State-owned Cosco will pay shareholders of Orient Overseas International Ltd, Hong Kong's No 1 box mover, HK$78.67 (S$13.97) a share in cash, a 31 per cent premium over the stock's last closing price, according to exchange filings on Sunday. The Tung family, which founded Orient Overseas Container Line in 1969, has accepted the offer, which still needs regulatory approvals and consent from Cosco's investors.
The combined entity would surpass France's CMA CGM SA and move closer to AP Moller-Maersk A/S and Mediterranean Shipping Co by capacity.
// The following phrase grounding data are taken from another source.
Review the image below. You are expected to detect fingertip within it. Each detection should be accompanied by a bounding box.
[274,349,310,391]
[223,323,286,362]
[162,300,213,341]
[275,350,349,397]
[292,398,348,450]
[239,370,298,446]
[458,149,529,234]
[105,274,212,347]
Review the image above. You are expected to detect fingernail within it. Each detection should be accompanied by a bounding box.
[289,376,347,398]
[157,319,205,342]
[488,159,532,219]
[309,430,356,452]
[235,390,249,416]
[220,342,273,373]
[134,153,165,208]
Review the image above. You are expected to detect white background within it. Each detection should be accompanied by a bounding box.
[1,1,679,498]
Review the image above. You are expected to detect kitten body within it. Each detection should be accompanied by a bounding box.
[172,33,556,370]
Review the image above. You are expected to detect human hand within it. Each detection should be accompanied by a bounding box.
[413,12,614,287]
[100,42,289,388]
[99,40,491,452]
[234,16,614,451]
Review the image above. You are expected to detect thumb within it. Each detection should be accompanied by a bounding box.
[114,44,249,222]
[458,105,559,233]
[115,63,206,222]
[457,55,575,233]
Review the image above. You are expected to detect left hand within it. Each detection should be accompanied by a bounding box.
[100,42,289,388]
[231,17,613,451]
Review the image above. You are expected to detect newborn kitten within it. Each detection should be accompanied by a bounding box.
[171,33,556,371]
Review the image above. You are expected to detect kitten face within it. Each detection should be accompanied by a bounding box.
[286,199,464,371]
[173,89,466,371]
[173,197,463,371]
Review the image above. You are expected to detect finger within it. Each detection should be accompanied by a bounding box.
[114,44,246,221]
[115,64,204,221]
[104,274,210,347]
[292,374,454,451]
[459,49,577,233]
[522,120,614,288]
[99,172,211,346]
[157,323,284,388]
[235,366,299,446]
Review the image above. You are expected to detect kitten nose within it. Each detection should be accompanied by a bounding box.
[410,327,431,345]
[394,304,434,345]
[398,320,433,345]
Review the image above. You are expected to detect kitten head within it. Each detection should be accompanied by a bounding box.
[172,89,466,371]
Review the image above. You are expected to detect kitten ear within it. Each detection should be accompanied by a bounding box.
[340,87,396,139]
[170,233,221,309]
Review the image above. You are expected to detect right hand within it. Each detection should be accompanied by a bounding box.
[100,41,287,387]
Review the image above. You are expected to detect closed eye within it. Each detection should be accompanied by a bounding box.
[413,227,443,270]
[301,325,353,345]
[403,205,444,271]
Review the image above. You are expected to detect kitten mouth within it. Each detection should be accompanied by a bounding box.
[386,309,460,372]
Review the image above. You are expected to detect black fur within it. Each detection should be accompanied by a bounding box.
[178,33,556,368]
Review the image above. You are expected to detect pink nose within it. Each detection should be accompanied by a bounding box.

Container lines from Denmark to Japan have pursued acquisitions as too many ships and companies chasing the same trade has led to a collapse in freight rates and burgeoning losses, reasons that pushed Hanjin Shipping Co of Korea into bankruptcy last year.
"This looks like a happy ending for both parties," said Han Ning, China director for Drewry Shipping Consultants Ltd. "Cosco can benefit from OOCL's strong presence on routes from the Far East to Australia and to the US. The company's operational efficiency has long been admired by outsiders as well." The enlarged company will operate more than 400 vessels with capacity exceeding 2.9 million twenty-foot equivalent units, including order book. Cosco currently has a market share of 8.4 per cent while Orient Overseas has 3.2 per cent, according to Alphaliner. Their combined 11.6 per cent share would make the merged entity the third-biggest container-shipping company, overtaking CMA CGM with 11.2 per cent, according to the shipping data provider.
UBS Group AG advised the buyers, while JPMorgan Chase & Co worked with Orient Overseas.
Mr Tung's family controls Orient Overseas International with about 69 per cent holding. Shares of the company have rallied almost 90 per cent this year in Hong Kong, compared with a 15 per cent gain in the benchmark Hang Seng Index.
If the offer is accepted by the rest of the shareholders, Cosco and its unit will have to pay a total of about HK$49.2 billion to close the transaction, they said.